Part of the value of their testimony was to demonstrate that even guards who didn’t work directly in the gas chambers must have known what was happening in the camps, according to Nestler. “Their testimony shows how prisoners were getting thinner and sicker every day. All of this testimony is proof that this approach to prosecuting guards at Auschwitz is the right approach in historical and legal context. The guards had to guard all of this.”

Nearly 200 people attended the opening days of the trial, mostly Auschwitz survivors from around the world and their families, waiting in a long line in the damp February cold. Hanning, dressed in a tweed jacket and yellow sweater, entered the courtroom slowly, with his chin pressed on to his chest, avoiding eye contact with the flashing cameras. The trial began with a reading of the indictment against Hanning and a short account of his personal details. He was born on Dec. 28 1921 in Helpup, Germany and worked in a bicycle factory before joining the German army in 1942. According to the indictment, that same year, he was assigned to Auschwitz. After the war, he spent time a prisoner of war in Britain before returning to Germany.

In her introductory statements, Judge Anke Grudda, head of the five-judge panel, reminded the courtroom that the trial was about Hanning and what he might have done, not the larger crime of the Holocaust. “Due to the historical significance of this occasion, there is interest from the press, but we must not forget that this is about the individual guilt of the defendant.”

Yet for the Holocaust survivors and witnesses, the trial is clearly about more than that. The first witness on Thursday was Leon Schwarzbaum, a 94-year-old widowed antiques dealer from Berlin, who was sent to Auschwitz as a young man, and initially spared from the death chambers because he was a fast runner and able messenger.

Impeccably dressed in a perfectly tailored navy suit—a striking contrast to the dejected Hanning—Schwarzbaum looked distinguished and strong as he delivered his written statement. According to his testimony, he watched the murder of a 17-year-old girl with “very red hair” right next to him. Thirty five members of his family were killed at Auschwitz.

After his statement, Schwarzbaum turned towards Hanning, his voice rising with emotion. “I want to know why millions of Jews were killed and here we both are. Soon we will both stand in front of the highest judge—tell everyone here what happened, the way I’ve done just now!” Hanning said nothing in response, and kept his eyes averted.

But Schwarzbaum may get his wish. On Friday, Hanning’s attorney surprised the court by announcing that the accused—who has so far only communicated through his lawyers—would like to address the witnesses during a future court date to be announced in advance. An apology is what many of his victims will want, even more than the conviction and imprisonment of a 94-year-old man.

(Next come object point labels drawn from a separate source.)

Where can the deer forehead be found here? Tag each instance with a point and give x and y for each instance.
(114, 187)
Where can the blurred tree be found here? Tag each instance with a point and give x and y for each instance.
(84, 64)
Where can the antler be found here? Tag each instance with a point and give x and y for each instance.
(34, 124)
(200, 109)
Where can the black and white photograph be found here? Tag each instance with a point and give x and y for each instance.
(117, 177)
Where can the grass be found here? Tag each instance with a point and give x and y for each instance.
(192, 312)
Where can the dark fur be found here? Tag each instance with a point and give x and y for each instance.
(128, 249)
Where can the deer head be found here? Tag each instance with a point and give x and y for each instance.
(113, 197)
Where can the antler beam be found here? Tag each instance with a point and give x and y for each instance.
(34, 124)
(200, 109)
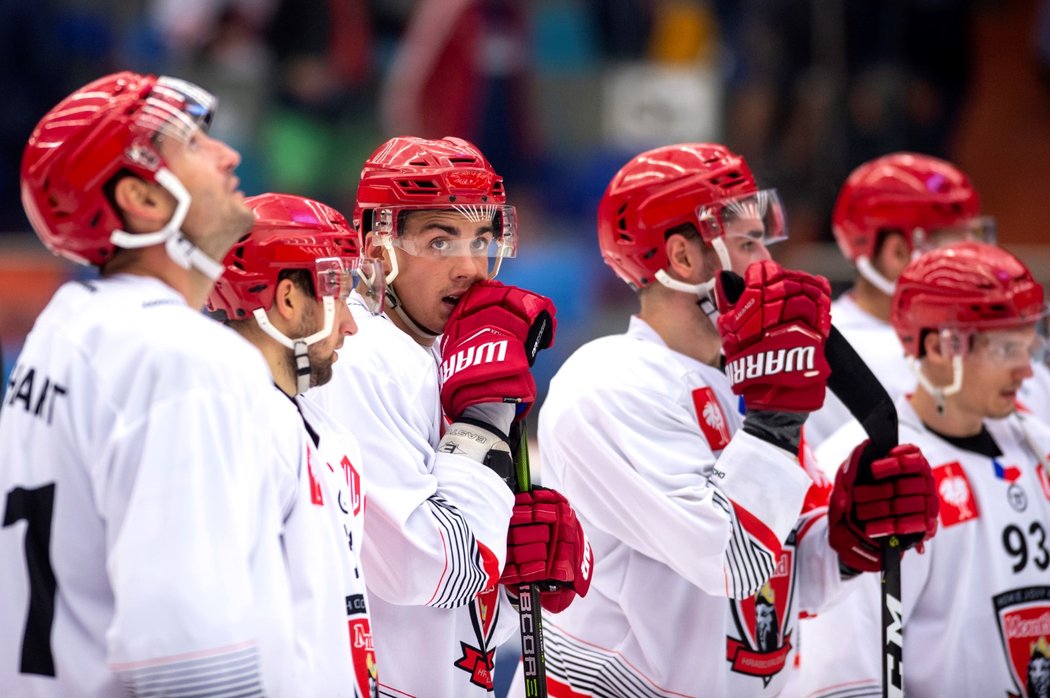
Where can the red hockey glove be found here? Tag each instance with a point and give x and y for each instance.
(489, 342)
(774, 336)
(546, 546)
(899, 498)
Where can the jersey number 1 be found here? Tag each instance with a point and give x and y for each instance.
(36, 507)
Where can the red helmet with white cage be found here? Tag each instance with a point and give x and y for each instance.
(109, 126)
(700, 184)
(922, 197)
(407, 174)
(965, 288)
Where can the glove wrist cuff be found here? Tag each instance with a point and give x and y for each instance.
(779, 428)
(480, 442)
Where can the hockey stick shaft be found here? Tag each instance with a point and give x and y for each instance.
(534, 670)
(854, 383)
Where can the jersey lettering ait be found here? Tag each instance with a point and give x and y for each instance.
(764, 624)
(34, 392)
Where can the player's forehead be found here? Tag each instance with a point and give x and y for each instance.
(1020, 334)
(447, 220)
(746, 226)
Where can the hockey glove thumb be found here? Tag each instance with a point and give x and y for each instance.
(897, 498)
(546, 546)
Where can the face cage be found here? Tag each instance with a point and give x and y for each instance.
(981, 229)
(389, 228)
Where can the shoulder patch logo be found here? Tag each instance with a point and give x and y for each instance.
(1024, 629)
(953, 489)
(711, 418)
(763, 622)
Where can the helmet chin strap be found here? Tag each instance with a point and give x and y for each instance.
(704, 291)
(180, 248)
(394, 302)
(937, 392)
(873, 276)
(299, 346)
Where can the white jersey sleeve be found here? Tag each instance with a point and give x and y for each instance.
(140, 521)
(977, 604)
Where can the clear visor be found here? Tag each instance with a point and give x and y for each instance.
(337, 276)
(1016, 344)
(981, 229)
(486, 233)
(173, 109)
(758, 216)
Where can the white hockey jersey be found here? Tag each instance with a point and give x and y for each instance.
(877, 343)
(977, 604)
(436, 528)
(142, 519)
(323, 532)
(701, 561)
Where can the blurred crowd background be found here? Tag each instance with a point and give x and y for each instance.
(559, 93)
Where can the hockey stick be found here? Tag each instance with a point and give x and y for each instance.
(854, 383)
(533, 668)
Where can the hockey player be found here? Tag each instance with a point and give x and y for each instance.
(977, 605)
(437, 531)
(141, 536)
(889, 210)
(702, 561)
(285, 290)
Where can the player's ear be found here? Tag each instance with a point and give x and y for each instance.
(894, 256)
(376, 251)
(145, 206)
(685, 257)
(287, 301)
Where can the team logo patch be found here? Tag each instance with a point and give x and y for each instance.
(1024, 628)
(352, 502)
(316, 494)
(761, 622)
(1044, 481)
(711, 418)
(953, 489)
(479, 661)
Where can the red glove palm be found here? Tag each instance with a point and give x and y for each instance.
(490, 340)
(899, 498)
(774, 336)
(546, 546)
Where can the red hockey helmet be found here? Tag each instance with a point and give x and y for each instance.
(407, 174)
(293, 232)
(967, 288)
(105, 127)
(692, 183)
(918, 195)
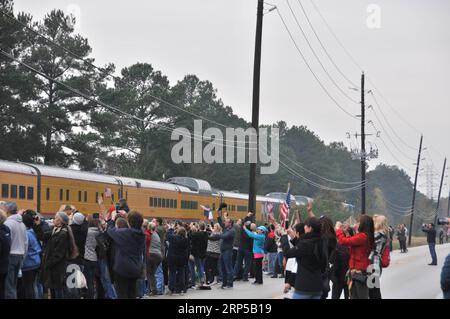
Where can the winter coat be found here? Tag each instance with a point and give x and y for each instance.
(311, 262)
(162, 236)
(270, 244)
(90, 248)
(340, 265)
(226, 239)
(431, 235)
(199, 243)
(129, 247)
(258, 241)
(19, 238)
(359, 249)
(237, 235)
(401, 234)
(33, 258)
(445, 278)
(5, 245)
(178, 252)
(152, 244)
(80, 234)
(54, 258)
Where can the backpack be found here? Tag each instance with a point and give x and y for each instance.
(386, 257)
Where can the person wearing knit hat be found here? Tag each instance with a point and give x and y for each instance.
(78, 218)
(64, 218)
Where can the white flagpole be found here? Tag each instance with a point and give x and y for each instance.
(287, 191)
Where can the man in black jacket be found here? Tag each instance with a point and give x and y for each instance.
(226, 252)
(431, 240)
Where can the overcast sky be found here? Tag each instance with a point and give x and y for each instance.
(406, 58)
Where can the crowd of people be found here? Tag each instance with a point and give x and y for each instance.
(118, 254)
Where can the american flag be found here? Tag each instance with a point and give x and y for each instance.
(284, 208)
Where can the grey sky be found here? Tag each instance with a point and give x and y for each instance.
(407, 59)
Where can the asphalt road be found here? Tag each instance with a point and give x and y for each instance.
(408, 277)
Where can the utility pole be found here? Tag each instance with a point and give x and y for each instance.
(448, 204)
(363, 148)
(414, 192)
(440, 189)
(255, 104)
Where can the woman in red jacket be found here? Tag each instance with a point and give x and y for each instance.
(360, 246)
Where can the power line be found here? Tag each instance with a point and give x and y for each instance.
(324, 49)
(310, 69)
(387, 122)
(317, 57)
(115, 109)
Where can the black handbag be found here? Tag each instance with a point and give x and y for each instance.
(359, 277)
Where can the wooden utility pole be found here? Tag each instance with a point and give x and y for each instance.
(363, 148)
(414, 192)
(440, 189)
(255, 105)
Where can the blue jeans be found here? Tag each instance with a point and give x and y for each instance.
(279, 261)
(159, 275)
(200, 267)
(191, 275)
(105, 278)
(246, 257)
(15, 262)
(271, 257)
(433, 253)
(57, 293)
(226, 263)
(301, 295)
(90, 270)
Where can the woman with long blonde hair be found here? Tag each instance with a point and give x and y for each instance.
(381, 242)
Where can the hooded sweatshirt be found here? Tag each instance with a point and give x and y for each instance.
(129, 246)
(19, 238)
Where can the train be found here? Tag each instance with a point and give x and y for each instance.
(45, 188)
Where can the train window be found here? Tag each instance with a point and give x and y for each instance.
(22, 191)
(242, 208)
(5, 190)
(13, 191)
(30, 193)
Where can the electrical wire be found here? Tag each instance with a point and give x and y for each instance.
(310, 69)
(324, 48)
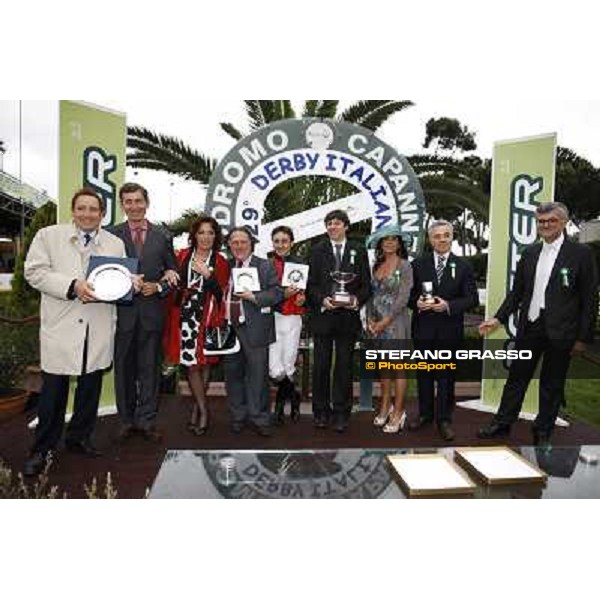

During Oscar Gröning’s trial last year, he began with an apology, saying in court that he “shared morally” in the guilt of Auschwitz.

But TIME was unable to get any reflections from him on a visit earlier this week to Gröning’s home in Schneverdingen, an middle-class suburb of Hamburg. Gröning lives in a small, neat white house, decorated with well-cared for plants. A little sign in the shape of a dachshund on the front of the house states his family name. He walked to the door to answer a knock, but when TIME asked for an interview, he merely said “nein“—no.

The testimony from Hanning, should he choose to speak, may be no more satisfying, says Nestler, the attorney representing the survivors. “In these trials, listening to the plaintiffs, the defendants feel they must say something. Maybe he will say he had nothing to do with it.”